Most evaluations of coding models treat code generation as a single-shot problem: give the model a description, get back a function. That's useful, but it's not how real software engineering works. Real engineering is iterative, contextual, and messy.
The gap between benchmarks and practice
Single-function generation benchmarks measure something real, but they systematically undervalue the skills that matter most in practice: understanding a large existing codebase, running tests and interpreting failures, proposing a fix, verifying it, and iterating.
A model that scores well on function-level benchmarks may completely fail when dropped into a 50,000-line repository with a real GitHub issue and asked to fix it. That gap is what we're working to close.
Agentic trajectories as training data
To train Nico 2.5 for agentic scenarios, we needed training data that looked like agentic work: sequences of observations, actions, and outcomes spread across multiple turns, with tool use, file navigation, and test execution woven in.
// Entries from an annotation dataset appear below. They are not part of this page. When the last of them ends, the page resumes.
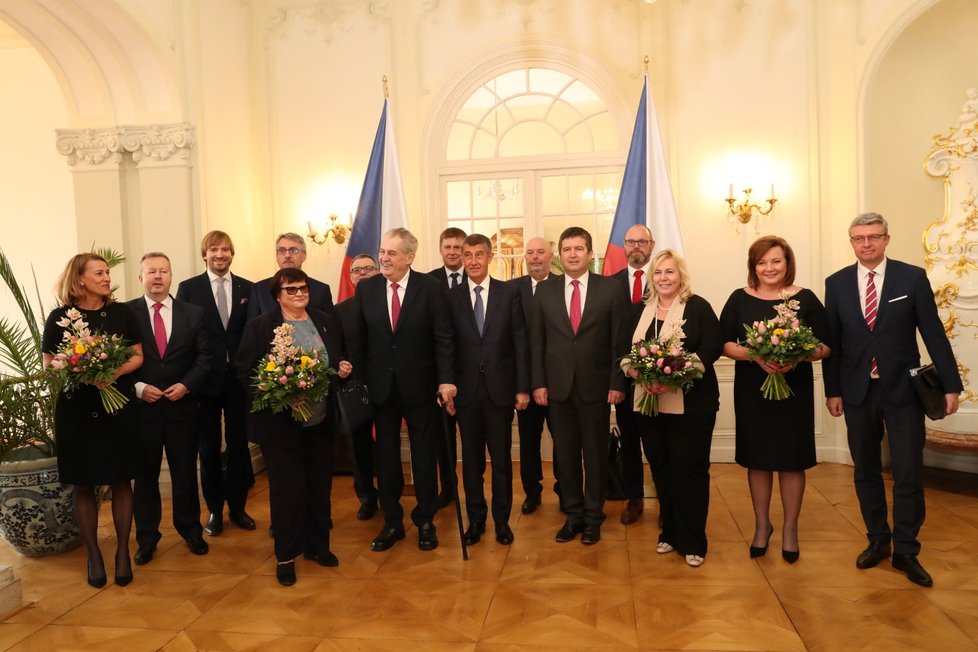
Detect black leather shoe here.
[520,496,540,514]
[228,510,256,530]
[462,521,486,546]
[204,512,224,537]
[188,537,210,564]
[133,543,156,566]
[418,523,438,551]
[554,521,584,543]
[581,525,601,546]
[893,555,934,586]
[370,525,404,552]
[275,559,295,586]
[856,541,890,570]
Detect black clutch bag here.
[910,364,947,421]
[336,376,374,433]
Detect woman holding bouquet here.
[41,253,143,588]
[234,267,353,586]
[720,236,829,564]
[622,249,723,567]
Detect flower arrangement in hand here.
[623,327,703,416]
[51,308,133,414]
[251,323,336,422]
[742,297,822,401]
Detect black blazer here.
[822,258,963,405]
[248,276,333,321]
[126,297,212,421]
[177,272,254,396]
[352,271,455,407]
[234,305,348,444]
[530,273,631,401]
[448,278,530,407]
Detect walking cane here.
[438,394,469,561]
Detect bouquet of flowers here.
[626,328,703,416]
[251,323,336,422]
[743,297,822,401]
[51,308,132,414]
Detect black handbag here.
[910,364,947,421]
[336,375,374,433]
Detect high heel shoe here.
[750,525,774,559]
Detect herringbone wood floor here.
[0,464,978,652]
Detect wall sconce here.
[306,213,353,244]
[724,183,778,224]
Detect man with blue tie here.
[822,213,963,586]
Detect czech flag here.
[601,74,683,276]
[338,99,407,301]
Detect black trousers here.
[635,412,717,557]
[374,380,436,527]
[458,379,513,526]
[261,422,336,561]
[133,412,203,546]
[844,380,926,555]
[197,365,255,514]
[549,387,611,525]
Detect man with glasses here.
[822,213,963,586]
[248,233,333,320]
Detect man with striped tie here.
[823,213,963,586]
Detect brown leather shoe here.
[621,498,645,525]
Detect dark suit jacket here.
[353,271,455,407]
[127,297,212,421]
[177,272,254,396]
[822,259,963,405]
[530,273,631,401]
[248,276,333,321]
[448,278,530,407]
[234,308,348,444]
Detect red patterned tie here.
[866,272,880,377]
[570,279,581,335]
[632,270,645,303]
[391,283,401,330]
[153,301,166,359]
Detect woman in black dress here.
[720,236,829,564]
[622,249,723,568]
[234,267,353,586]
[42,253,143,588]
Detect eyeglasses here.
[849,233,888,244]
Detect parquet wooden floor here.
[0,464,978,652]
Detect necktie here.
[474,285,486,335]
[632,270,645,303]
[391,283,401,330]
[866,272,880,376]
[570,279,581,335]
[153,301,166,358]
[217,276,231,330]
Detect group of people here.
[44,213,962,586]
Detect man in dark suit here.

We generated and collected these trajectories from multiple sources, including existing open datasets of agent-based software engineering sessions and synthetically generated debugging and development trajectories built from our own code corpus. Each trajectory represents the full arc of solving a real or realistic engineering problem.
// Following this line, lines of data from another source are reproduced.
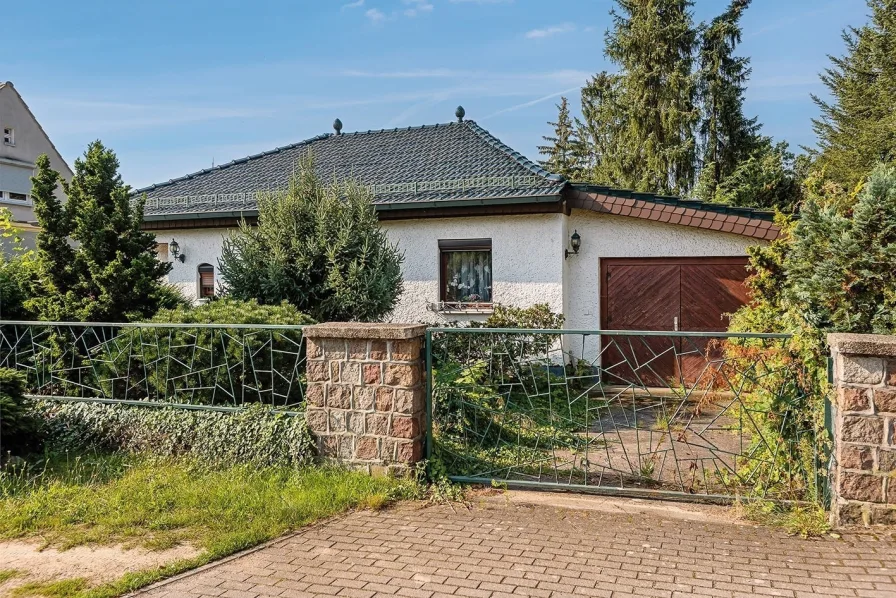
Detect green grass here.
[0,569,21,583]
[735,501,831,538]
[10,577,87,598]
[0,456,416,598]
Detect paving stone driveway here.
[141,500,896,598]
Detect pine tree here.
[26,141,171,322]
[538,97,581,181]
[218,155,404,322]
[606,0,699,194]
[697,0,760,201]
[573,71,624,186]
[812,0,896,187]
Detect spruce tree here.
[573,71,624,186]
[697,0,760,201]
[218,155,404,322]
[812,0,896,187]
[606,0,699,194]
[26,141,171,322]
[538,97,581,180]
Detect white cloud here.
[526,23,576,39]
[482,85,582,120]
[364,8,386,24]
[402,0,433,18]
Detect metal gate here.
[426,328,825,502]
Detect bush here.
[34,401,313,467]
[0,368,37,461]
[104,298,314,406]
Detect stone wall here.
[305,323,426,473]
[828,334,896,525]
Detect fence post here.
[828,334,896,525]
[304,322,426,473]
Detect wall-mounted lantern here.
[168,239,187,263]
[564,230,582,258]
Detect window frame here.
[436,239,495,313]
[196,264,215,300]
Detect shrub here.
[34,401,313,467]
[104,298,314,406]
[219,156,403,322]
[0,368,37,460]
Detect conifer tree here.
[698,0,760,201]
[574,71,624,186]
[26,141,171,322]
[812,0,896,187]
[218,154,404,322]
[538,97,581,180]
[606,0,699,194]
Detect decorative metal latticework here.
[427,328,824,501]
[0,322,305,411]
What the model needs to learn
Agentic capability requires a different kind of generalization than single-shot generation. The model must learn when to search for more context before proposing a change. It must learn to treat a failing test as a signal rather than a problem to route around. It must learn to recognize when its previous action made things worse, not better, and course-correct.
These are metacognitive skills — skills about the process of solving problems, not just the solutions themselves. Training them requires data that captures the process, not just the outcome.
Evaluation on real-world benchmarks
We evaluate agentic performance on SWE-bench, a benchmark constructed from real GitHub issues submitted to major open-source repositories. The model must resolve the issue — not just describe a fix, but produce a patch that passes the associated tests.
SWE-bench is hard. It requires exactly the capabilities we described above: navigating an unfamiliar codebase, understanding the context of a bug, and producing a diff that actually works. We believe it's the most honest publicly available measure of practical coding model capability.
The agentic scaffolding
The model doesn't operate alone in an agentic context — it operates within a scaffold that gives it access to tools: file reading, code search, directory listing, test execution, and patch application. The scaffold also manages the context window carefully, summarizing and pruning when necessary.
We designed the scaffold to be minimal — we didn't want the scaffold to be doing the reasoning, we wanted the model to be doing the reasoning and the scaffold to just provide the interface. That design choice is reflected in our evaluation methodology as well.